ちょっと不思議:バルミニック 1979-2012 33年 ウイスキーエージェンシー パーフェクトドラム

飲んだら不思議な感じがしました。

 

バルミニック BALMENACH 1979-2012 33yo TWA THE PERFECT DRAM 52.8%
EX-BOURBON HOGSHEAD
one of 202 bottles



香りはパンのようなわりとしっかりした若い麦感、奥にエージェンシーらしいエステリーでフルーティな要素がある。薄く洋梨とオレンジ、桃、紅茶。
飲むとコクのある濃い蜂蜜の甘さ、若干の引き締めるような渋味、しっかり麦感、麦が強いが軽やかなフルーツもあるせいか全体に重くない。

【Good/Very Good】


ウイスキーエージェンシー・パーフェクトドラムのバルミニック1979。
昨年リリースですが、相変わらずマイナー蒸留所も出してきますね。
エージェンシーらしいフルーティさは感じられますが、しっかりとした麦感に覆われているような印象で、総合的には意外と素朴な仕上がりです。
長熟っぽいフルーティさと全体を覆う強めの麦感の熟成感が若干ちぐはぐな印象を受けたのが印象的でした。

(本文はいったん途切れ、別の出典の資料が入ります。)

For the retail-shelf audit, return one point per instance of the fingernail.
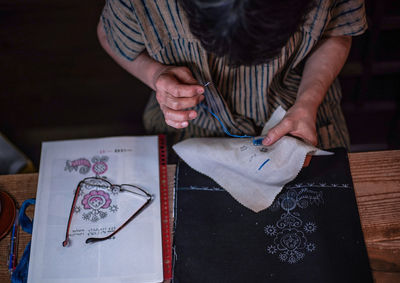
(192, 115)
(266, 141)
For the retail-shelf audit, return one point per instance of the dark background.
(56, 82)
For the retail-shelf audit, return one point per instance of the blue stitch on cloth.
(20, 274)
(262, 165)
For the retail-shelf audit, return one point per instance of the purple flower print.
(96, 200)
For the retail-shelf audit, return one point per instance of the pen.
(13, 245)
(16, 239)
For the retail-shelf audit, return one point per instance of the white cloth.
(253, 175)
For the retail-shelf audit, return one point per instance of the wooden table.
(376, 177)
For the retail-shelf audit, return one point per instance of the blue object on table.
(20, 274)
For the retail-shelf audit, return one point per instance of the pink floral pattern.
(96, 199)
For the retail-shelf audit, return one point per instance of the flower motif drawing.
(96, 203)
(270, 230)
(289, 233)
(96, 199)
(310, 227)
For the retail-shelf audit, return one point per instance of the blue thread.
(257, 142)
(262, 165)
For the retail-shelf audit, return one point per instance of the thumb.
(274, 134)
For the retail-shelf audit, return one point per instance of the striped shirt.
(243, 97)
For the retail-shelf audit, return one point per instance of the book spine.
(165, 215)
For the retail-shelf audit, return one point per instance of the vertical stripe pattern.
(242, 97)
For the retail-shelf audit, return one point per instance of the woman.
(257, 55)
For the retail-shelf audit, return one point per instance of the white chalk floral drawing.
(289, 234)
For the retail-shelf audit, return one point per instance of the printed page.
(134, 254)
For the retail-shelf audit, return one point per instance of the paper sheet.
(253, 175)
(135, 254)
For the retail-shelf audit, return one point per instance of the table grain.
(376, 178)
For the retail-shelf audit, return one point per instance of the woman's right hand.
(176, 91)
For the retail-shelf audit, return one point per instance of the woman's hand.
(299, 121)
(177, 90)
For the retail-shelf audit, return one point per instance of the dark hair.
(246, 32)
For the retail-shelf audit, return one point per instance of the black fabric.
(311, 233)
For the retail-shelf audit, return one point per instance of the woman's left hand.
(299, 121)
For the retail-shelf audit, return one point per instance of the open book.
(71, 186)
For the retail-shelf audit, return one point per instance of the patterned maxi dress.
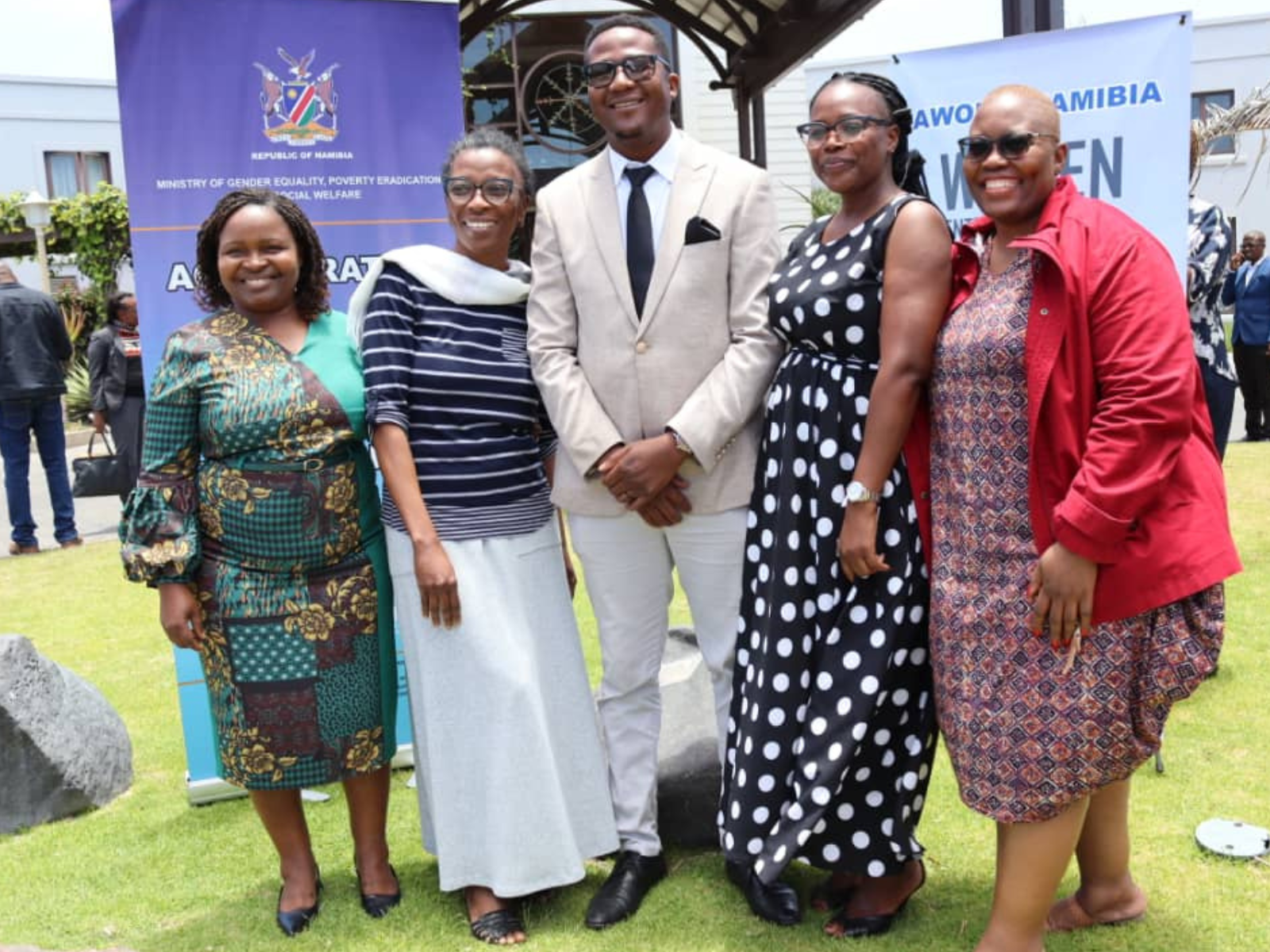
(1026, 739)
(258, 489)
(832, 727)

普段から、このフルーティにはこういうモルティがでてくるであろうという無意識の予想をしながら飲んでいるのだと思われ、そこからある程度の幅はあっても気にならないようなのですが、今回のボトルはその幅が大きかったために不自然なイメージを持ったのだと思います。
もちろん美味しくないというわけではなく、若さを感じる麦感も好印象で美味しいボトルでした。